Mientras cursaba cuarto año de la escuela secundaria conocí a Juan Carlos en la disquería de Charly, en la galería Boulevard, en la avenida Rivadavia y Gavilán. Él era un poco más grande que yo y me presentó muchos discos que me sorprendieron. Su colección era envidiable y, además, venía escuchando música hacía más tiempo que yo. De manera que él se convirtió en mi referente de confianza para intercambiar información sobre álbumes que valía la pena escuchar y otros a los que era imprescindible prestarles toda la atención. De esta última categoría, hoy me vienen a la memoria cuatro discos que Juan Carlos trajo a mi casa para que escuchara y que, en cuanto pude, compré.
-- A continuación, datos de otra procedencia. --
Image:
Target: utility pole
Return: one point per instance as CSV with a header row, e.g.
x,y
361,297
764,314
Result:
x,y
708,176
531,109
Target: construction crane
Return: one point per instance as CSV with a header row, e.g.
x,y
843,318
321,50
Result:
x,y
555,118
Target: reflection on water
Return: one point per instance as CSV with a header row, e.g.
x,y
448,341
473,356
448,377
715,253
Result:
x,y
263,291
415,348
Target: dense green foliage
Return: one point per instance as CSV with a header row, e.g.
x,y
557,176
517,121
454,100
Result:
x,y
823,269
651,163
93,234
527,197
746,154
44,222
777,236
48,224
No sabría en qué orden mencionarlos porque son todos geniales. Los escribo en orden alfabético: Public Image Ltd. “Second Edition”, The Stooges “The Stooges” y “Funhouse”, Virgin Prunes “The Moon Looked Down and Laughed”.
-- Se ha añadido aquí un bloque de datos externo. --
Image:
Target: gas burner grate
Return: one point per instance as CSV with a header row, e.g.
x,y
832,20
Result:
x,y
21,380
Un sábado, durante las vacaciones, mi amigo se apareció en mi casa con el VHS original de “Sons Find Devils - A Live Retrospective 1981-1983” de Virgin Prunes. También trajo a Leo Leos, otro amigo en común que nunca salía a la calle sin su bicicleta, aunque fuera caminando, y a un belga del que no recuerdo el nombre que aseguraba haber presenciado un recital de Birthday Party en Bruselas, lo que fue suficiente para que ganara nuestro respeto y admiración. Los cuatro quedamos estupefactos al ver de lo que eran capaces aquellos irlandeses. Juan Carlos decía que Gavin Friday, uno de los dos cantantes, el que en ese video usaba a veces un vestido rojo y otras uno negro, era íntimo amigo de la adolescencia de Bono (el de U2) y que era él quien le había enseñado a cantar antes de que fuera famoso. Yo le creí. Claro, nunca me pareció que Bono cantara demasiado bien, de manera que cualquiera podría haberle enseñado a hacerlo. Muchos años más tarde, cuando conseguí “Shag Tobacco”, tercer disco solista de Gavin Friday, entendí que mi amigo tenía toda la razón: Bono había aprendido todo lo que sabía de Gavin. Sin embargo, creo que nunca logró imitar apropiadamente a su maestro.